Sprint GP Brazylii 2023 F1: Czego się nauczyliśmy?
#1 Max Verstappen ma wystarczająco dużo siły, aby wygrać
Max Verstappen wystartuje z pole position i patrząc na tempo, jakie miał w sprincie, nikt go nie dogoni. Jedynym możliwym wyzwaniem jest rozpoczęcie wyścigu na 6. pozycji, co utrudniłoby mu przedostanie się przez stawkę, a nawet walkę o zwycięstwo.
#2 Lando Norris jest prawdopodobnie najbliższy Maxowi Verstappenowi
Był moment w wyścigu, kiedy zarówno Lando Norris, jak i Max Verstappen byli prawie 1,5 sekundy szybsi od wszystkich pozostałych zawodników na starcie. Tempo, jakie posiadali obaj kierowcy, stanowiło klasę samą w sobie i to również było widać. Norris spisał się znakomicie w tym sezonie, a sprint był kolejnym przejawem jego największego talentu.

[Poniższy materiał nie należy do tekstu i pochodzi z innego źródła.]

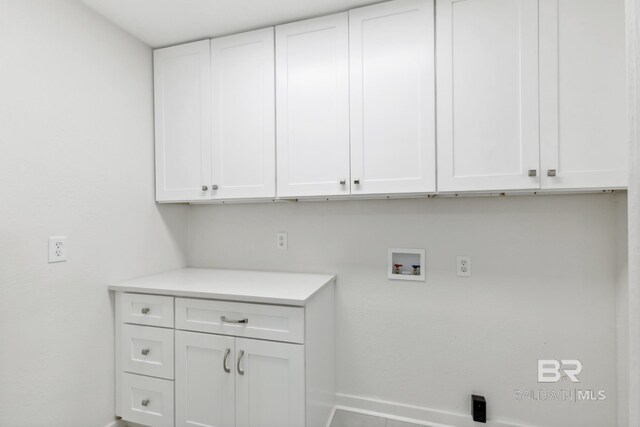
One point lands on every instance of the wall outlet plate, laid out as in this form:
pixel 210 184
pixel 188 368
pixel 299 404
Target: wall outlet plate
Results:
pixel 463 266
pixel 282 240
pixel 57 248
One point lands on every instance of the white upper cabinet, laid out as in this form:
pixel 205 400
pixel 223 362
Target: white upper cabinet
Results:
pixel 312 93
pixel 583 115
pixel 487 67
pixel 243 154
pixel 392 98
pixel 182 87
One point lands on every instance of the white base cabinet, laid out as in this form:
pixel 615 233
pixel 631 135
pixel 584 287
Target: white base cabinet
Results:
pixel 237 364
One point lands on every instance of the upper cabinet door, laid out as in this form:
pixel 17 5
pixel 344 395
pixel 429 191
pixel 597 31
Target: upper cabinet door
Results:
pixel 244 144
pixel 312 92
pixel 269 384
pixel 583 94
pixel 487 68
pixel 205 380
pixel 182 91
pixel 392 98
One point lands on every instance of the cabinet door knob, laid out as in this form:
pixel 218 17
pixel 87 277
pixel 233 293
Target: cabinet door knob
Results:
pixel 240 371
pixel 225 320
pixel 224 360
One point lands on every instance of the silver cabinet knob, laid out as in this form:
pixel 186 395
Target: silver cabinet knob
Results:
pixel 224 361
pixel 224 319
pixel 240 371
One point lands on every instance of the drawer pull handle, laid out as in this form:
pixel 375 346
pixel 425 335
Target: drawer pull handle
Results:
pixel 240 371
pixel 224 361
pixel 225 320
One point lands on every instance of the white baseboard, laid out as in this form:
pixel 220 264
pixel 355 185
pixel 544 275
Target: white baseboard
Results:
pixel 411 413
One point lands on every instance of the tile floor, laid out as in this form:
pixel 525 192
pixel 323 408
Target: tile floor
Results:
pixel 353 419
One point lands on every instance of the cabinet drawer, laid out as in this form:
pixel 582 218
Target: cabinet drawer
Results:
pixel 146 400
pixel 268 322
pixel 152 310
pixel 147 350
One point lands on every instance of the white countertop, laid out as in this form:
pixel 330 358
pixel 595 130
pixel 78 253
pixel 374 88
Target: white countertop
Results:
pixel 231 285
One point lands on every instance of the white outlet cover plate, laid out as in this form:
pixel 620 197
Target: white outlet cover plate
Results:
pixel 463 266
pixel 57 248
pixel 282 240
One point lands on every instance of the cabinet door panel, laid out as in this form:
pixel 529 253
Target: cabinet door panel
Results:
pixel 182 92
pixel 204 390
pixel 271 391
pixel 244 160
pixel 488 137
pixel 312 92
pixel 392 97
pixel 583 115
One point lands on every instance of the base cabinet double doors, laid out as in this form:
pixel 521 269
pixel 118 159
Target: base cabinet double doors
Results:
pixel 224 381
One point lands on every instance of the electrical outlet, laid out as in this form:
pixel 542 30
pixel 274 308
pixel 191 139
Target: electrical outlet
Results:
pixel 57 248
pixel 282 242
pixel 463 266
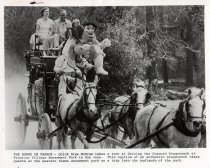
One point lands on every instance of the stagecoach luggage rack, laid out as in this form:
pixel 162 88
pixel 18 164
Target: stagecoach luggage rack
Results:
pixel 49 61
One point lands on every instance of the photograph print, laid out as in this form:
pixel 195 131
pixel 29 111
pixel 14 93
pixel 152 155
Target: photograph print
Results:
pixel 104 77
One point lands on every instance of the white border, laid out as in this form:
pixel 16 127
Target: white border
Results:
pixel 6 156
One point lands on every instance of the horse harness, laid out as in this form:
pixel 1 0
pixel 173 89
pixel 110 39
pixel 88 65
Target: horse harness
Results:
pixel 177 122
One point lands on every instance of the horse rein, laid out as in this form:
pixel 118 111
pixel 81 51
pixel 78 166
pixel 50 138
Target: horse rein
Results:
pixel 190 117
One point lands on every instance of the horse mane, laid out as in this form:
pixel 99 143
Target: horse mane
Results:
pixel 179 122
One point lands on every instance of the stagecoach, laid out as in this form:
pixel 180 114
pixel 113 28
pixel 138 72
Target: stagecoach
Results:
pixel 28 107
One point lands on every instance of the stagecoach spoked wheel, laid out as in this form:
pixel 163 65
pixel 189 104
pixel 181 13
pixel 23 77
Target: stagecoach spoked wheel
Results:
pixel 20 119
pixel 44 128
pixel 105 143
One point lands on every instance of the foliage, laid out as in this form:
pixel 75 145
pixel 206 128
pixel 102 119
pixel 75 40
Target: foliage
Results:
pixel 126 28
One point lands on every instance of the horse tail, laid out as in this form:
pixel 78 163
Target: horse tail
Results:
pixel 136 135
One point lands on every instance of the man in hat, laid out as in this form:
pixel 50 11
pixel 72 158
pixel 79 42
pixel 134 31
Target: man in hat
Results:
pixel 60 27
pixel 87 36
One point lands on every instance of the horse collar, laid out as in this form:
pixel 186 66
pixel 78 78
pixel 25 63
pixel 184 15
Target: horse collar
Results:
pixel 179 123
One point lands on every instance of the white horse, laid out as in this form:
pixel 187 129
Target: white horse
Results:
pixel 187 122
pixel 125 113
pixel 84 113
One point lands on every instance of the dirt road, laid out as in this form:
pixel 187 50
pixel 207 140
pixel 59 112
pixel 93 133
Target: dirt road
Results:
pixel 13 86
pixel 18 84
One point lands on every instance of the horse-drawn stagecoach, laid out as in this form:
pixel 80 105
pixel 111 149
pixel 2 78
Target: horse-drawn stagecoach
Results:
pixel 41 106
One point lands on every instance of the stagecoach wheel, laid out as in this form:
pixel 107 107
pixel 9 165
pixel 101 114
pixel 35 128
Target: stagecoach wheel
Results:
pixel 105 144
pixel 20 119
pixel 44 128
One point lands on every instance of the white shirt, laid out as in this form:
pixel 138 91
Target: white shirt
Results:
pixel 44 27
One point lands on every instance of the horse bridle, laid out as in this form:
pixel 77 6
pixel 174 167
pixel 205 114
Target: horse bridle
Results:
pixel 144 103
pixel 87 95
pixel 189 116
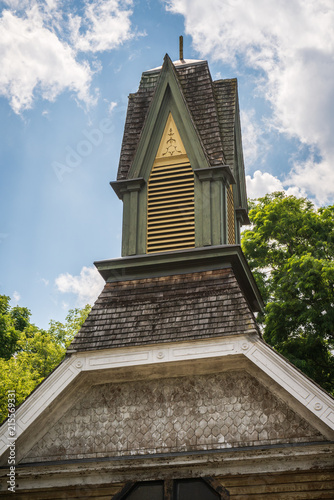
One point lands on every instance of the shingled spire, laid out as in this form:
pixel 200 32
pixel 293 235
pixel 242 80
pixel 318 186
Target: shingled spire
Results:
pixel 205 120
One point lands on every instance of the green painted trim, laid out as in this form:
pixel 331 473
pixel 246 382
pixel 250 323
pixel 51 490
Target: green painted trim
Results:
pixel 133 225
pixel 224 215
pixel 126 224
pixel 185 261
pixel 216 212
pixel 206 197
pixel 167 98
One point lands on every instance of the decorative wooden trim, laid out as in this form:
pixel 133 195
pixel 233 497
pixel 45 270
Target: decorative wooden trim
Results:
pixel 218 487
pixel 124 491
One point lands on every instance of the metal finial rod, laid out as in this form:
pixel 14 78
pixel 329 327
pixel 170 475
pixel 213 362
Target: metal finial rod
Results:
pixel 181 47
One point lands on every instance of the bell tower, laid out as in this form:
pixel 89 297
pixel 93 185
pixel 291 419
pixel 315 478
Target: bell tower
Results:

#3 Ferrari i Mercedes powinny się denerwować jutro
Wielką niespodzianką był sposób, w jaki zarówno Ferrari, jak i Mercedes po prostu spadły pod względem degradacji. Prawdopodobnie największy był sposób, w jaki Lewis Hamilton upadł jak kamień przez boisko. Ferrari ma tendencję do problemów z tempem wyścigowym. Taka jest ogólna tendencja w samochodzie. Dziwne wydaje się to, że nawet Mercedes go tu ma, ale konkurentom zespołu to nie przeszkadza.
Obydwa zespoły będą zdenerwowane przed GP Brazylii F1 w 2023 r., ponieważ perspektywy nie wyglądają zbyt optymistycznie.
#4 AlphaTauri stanowi zagrożenie punktowe
Gdy tylko Daniel Ricciardo wskoczył na Oscara Piastriego, jego czasy okrążeń były porównywalne z osiągami Maxa Verstappena na czele stawki. Chociaż kilku okrążeń nie można uznać za wyznacznik tempa, pokazało to, że samochód z pewnością ma potencjał. Chociaż zarówno Daniel Ricciardo, jak i Yuki Tsunoda wystartują w GP Brazylii w F1 w 2023 r., zdobycie punktów nie będzie wielką niespodzianką.
#5 Aston Martin powinien być przyzwoitym pretendentem na niedzielę
Aston Martin, będący w rękach zarówno Fernando Alonso, jak i Lance’a Strolla, wykonał podczas wyścigu imponującą robotę. Obaj kierowcy poczynili przyzwoite postępy w wyścigu i obaj przyjrzą się walczącym samochodom Mercedesa i Ferrari, mając nadzieję, że w pełni wykorzystają szansę, jaką przyniesie GP Brazylii w F1 w 2023 roku.